El biólogo
Charles Darwinpensaba que estudiar a los primates aportaba más información sobre la naturaleza humana que leer al mismísimo
John Locke. Sin menospreciar al filósofo, creo que
Darwin tenía razón, porque si tenemos en cuenta que el origen de la vida sucedió hace 4.500 millones de años, y que nos separamos de los chimpancés y bonobos hace unos cinco millones de años, ello implica que hemos sido el mismo organismo, es decir, el mismo animal durante los 4.495 millones de años restantes. Por si fuera poco, compartimos el 98 por ciento del ADN con ellos, junto a la constatación de que nuestros cerebros son casi idénticos en estructura y química.

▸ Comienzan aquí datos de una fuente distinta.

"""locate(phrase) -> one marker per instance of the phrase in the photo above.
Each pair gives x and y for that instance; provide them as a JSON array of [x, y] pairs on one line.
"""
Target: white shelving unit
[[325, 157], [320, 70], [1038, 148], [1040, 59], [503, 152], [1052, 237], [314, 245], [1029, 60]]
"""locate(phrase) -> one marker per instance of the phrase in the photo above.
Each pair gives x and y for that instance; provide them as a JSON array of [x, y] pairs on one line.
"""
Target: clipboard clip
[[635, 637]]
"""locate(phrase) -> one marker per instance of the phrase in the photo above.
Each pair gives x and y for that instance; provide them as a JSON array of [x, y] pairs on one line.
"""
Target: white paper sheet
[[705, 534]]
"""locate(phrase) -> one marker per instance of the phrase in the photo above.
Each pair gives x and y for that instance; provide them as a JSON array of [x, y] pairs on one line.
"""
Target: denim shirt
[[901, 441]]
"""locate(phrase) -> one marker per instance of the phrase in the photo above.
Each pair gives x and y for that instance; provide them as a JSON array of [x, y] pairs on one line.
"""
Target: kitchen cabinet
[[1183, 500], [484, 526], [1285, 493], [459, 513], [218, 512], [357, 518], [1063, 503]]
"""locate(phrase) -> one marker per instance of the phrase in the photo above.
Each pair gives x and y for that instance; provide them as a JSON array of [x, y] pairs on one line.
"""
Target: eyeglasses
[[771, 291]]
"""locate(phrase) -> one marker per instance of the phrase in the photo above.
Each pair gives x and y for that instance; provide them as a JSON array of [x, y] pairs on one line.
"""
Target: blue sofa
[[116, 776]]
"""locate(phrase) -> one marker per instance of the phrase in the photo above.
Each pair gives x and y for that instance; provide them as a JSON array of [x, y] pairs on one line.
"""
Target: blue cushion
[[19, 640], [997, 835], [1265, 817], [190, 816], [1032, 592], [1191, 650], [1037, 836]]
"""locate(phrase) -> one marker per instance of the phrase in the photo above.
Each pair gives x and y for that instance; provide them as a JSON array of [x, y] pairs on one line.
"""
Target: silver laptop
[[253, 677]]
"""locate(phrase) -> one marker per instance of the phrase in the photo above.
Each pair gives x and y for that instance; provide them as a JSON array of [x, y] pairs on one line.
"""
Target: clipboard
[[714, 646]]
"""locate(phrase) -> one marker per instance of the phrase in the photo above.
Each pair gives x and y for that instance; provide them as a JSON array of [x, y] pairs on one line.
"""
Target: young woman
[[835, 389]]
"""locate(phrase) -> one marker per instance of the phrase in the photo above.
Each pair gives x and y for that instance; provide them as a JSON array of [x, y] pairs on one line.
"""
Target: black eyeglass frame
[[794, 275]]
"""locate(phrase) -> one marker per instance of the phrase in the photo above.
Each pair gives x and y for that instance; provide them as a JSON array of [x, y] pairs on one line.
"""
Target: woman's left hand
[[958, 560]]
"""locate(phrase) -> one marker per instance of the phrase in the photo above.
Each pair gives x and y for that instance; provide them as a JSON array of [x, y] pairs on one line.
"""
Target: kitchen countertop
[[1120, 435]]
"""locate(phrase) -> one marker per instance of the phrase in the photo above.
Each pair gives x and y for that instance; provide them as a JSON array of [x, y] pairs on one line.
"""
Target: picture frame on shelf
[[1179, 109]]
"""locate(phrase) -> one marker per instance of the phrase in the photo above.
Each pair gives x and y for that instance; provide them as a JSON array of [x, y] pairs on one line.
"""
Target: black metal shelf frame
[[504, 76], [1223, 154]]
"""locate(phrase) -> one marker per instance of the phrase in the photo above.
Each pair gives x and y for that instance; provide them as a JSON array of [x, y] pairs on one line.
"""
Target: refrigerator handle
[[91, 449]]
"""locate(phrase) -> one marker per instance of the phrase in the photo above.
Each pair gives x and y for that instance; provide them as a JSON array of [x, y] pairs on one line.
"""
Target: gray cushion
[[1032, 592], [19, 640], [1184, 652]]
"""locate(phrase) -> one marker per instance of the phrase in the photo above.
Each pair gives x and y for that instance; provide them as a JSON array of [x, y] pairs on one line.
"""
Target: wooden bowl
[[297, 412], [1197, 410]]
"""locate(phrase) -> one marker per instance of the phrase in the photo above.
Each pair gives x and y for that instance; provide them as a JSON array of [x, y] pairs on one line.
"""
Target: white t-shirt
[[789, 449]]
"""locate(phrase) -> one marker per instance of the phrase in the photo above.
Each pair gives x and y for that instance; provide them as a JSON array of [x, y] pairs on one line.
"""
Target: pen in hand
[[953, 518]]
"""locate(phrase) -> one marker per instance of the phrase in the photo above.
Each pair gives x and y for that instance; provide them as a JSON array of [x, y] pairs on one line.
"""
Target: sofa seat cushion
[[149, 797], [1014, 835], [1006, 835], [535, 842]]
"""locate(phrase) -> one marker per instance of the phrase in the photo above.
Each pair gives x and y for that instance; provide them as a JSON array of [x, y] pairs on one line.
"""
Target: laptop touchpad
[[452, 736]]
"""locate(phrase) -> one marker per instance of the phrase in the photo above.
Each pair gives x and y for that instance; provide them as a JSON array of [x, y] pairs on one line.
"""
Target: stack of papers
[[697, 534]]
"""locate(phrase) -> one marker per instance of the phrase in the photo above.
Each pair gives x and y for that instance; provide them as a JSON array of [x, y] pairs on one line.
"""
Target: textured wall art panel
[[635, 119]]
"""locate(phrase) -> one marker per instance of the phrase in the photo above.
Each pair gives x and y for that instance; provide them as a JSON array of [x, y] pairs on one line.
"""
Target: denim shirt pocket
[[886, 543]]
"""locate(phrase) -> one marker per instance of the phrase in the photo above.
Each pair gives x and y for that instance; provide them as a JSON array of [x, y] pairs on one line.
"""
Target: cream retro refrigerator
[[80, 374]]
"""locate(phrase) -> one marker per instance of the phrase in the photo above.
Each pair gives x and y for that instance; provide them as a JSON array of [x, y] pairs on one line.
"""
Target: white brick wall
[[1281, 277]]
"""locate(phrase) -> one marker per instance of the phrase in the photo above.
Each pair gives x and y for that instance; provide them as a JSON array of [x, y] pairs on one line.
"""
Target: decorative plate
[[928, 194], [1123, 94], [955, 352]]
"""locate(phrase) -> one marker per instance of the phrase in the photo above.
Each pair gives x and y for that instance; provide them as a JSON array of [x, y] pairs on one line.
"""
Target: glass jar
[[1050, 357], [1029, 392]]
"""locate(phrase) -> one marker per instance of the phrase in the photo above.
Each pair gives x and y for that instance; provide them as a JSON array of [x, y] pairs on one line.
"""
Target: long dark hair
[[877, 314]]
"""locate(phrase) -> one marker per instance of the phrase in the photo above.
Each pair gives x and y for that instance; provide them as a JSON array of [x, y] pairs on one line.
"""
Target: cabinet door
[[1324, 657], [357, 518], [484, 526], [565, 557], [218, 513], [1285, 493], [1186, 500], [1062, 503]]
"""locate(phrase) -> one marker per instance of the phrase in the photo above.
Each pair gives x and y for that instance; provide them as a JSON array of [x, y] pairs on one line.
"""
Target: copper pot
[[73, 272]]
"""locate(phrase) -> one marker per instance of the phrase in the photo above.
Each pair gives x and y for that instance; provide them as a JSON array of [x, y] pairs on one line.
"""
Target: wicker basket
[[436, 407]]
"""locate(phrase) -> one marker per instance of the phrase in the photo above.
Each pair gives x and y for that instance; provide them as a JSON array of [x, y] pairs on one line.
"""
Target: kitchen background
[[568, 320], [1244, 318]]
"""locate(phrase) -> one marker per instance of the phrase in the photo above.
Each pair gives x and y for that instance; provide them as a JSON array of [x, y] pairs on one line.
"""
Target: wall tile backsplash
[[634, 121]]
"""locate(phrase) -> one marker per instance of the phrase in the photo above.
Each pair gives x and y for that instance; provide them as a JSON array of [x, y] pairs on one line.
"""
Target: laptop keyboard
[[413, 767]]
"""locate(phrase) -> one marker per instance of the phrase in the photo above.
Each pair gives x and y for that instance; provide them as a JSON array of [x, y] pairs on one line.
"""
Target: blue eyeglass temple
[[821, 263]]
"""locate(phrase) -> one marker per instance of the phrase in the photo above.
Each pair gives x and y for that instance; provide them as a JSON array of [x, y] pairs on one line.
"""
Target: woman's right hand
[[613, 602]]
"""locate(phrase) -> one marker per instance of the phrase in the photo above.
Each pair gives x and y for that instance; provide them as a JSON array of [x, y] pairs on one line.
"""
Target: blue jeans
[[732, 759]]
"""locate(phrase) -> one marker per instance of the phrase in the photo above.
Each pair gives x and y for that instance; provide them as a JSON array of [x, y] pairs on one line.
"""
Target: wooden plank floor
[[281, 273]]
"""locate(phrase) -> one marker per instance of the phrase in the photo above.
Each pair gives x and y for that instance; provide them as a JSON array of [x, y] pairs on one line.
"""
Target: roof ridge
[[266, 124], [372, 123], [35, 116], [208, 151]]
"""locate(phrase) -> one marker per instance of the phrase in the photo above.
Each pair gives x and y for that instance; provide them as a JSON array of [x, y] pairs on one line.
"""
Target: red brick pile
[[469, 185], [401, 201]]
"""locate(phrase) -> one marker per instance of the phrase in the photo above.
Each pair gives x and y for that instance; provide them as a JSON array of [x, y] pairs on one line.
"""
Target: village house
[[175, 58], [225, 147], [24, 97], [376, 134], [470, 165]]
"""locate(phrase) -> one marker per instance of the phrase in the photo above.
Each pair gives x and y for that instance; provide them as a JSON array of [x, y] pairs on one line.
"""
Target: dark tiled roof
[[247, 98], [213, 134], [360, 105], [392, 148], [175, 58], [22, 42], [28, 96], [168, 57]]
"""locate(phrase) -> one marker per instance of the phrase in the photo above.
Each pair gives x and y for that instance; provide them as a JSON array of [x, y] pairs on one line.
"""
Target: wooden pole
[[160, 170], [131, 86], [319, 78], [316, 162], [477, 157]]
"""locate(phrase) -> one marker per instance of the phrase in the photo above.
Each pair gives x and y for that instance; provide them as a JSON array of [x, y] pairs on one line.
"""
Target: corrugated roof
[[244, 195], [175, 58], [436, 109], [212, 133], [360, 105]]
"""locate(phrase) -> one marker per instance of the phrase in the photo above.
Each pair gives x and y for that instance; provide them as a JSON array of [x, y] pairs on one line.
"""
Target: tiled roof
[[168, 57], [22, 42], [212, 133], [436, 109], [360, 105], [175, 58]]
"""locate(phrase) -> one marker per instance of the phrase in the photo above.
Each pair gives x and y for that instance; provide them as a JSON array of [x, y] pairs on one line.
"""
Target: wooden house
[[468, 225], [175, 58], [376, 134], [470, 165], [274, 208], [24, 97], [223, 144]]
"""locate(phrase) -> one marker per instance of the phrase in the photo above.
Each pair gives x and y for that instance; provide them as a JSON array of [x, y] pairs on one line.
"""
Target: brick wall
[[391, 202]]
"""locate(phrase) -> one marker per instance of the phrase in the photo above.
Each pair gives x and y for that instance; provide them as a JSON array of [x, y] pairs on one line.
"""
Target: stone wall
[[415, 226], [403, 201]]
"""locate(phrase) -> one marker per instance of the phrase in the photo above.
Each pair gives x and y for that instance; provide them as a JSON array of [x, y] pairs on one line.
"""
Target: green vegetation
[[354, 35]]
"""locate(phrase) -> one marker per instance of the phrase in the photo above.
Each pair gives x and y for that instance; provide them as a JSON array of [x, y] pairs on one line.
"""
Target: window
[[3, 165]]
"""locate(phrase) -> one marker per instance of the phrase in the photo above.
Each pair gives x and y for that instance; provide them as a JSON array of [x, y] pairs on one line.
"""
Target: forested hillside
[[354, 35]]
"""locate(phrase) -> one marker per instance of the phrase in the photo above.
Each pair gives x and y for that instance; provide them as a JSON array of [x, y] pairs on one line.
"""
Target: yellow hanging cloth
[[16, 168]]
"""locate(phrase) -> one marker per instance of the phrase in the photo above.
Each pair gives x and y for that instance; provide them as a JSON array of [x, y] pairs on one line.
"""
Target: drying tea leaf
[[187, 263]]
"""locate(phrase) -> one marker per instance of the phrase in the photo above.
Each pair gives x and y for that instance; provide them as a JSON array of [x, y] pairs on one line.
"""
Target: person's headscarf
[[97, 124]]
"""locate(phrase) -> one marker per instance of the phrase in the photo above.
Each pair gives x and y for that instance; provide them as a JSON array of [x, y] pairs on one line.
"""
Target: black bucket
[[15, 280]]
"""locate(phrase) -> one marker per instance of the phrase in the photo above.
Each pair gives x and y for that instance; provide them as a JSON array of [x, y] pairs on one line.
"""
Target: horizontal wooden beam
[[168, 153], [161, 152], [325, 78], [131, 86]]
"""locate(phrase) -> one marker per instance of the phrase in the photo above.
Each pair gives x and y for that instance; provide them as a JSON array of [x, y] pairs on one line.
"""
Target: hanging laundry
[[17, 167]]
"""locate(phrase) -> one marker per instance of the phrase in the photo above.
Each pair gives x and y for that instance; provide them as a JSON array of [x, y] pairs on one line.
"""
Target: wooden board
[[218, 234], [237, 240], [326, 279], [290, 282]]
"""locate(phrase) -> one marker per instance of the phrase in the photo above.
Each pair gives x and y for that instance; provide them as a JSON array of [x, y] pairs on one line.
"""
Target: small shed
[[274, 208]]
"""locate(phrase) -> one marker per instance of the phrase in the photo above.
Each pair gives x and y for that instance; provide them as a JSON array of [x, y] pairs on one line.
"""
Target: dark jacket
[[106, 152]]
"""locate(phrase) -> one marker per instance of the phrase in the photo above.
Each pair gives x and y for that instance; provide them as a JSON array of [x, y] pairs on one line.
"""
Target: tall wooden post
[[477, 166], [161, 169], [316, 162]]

Con el historial de evolución y genética compartido que tenemos, es de esperar que muchos comportamientos sean similares. Analizando lo que hacen otros primates, podemos rastrear las raíces de aspectos tan cotidianos como ¿por qué somos cotillas?, ¿estafan los primates a sus compañeros?, ¿de dónde viene la admiración por Messi?, o ¿por qué nos sentimos incómodos en un ascensor? Pero también proporcionan información práctica y sugieren soluciones a temas que preocupan mucho a la sociedad actual, como por ejemplo la prevención de la violencia de los machos o cuáles son los elementos de un buen liderazgo. Además, por experiencia, sé que las personas identificamos mejor la esencia de los fenómenos cuando los observamos en primates. Aunque también mienten y poseen cultura, no realizan sofisticadas maniobras de distracción con palabras, joyas y atuendos. La conclusión es que cuanto más aprendemos de los otros primates, más sabemos sobre los humanos. La referencia que proporciona el estudio de otras mentes activas es la llave más importante que poseemos para la comprensión de la caja negra que representa nuestra especie. Creo que todas éstas son buenas razones para que recorramos juntos los últimos millones de años y pongamos a prueba al mono que todos llevamos dentro.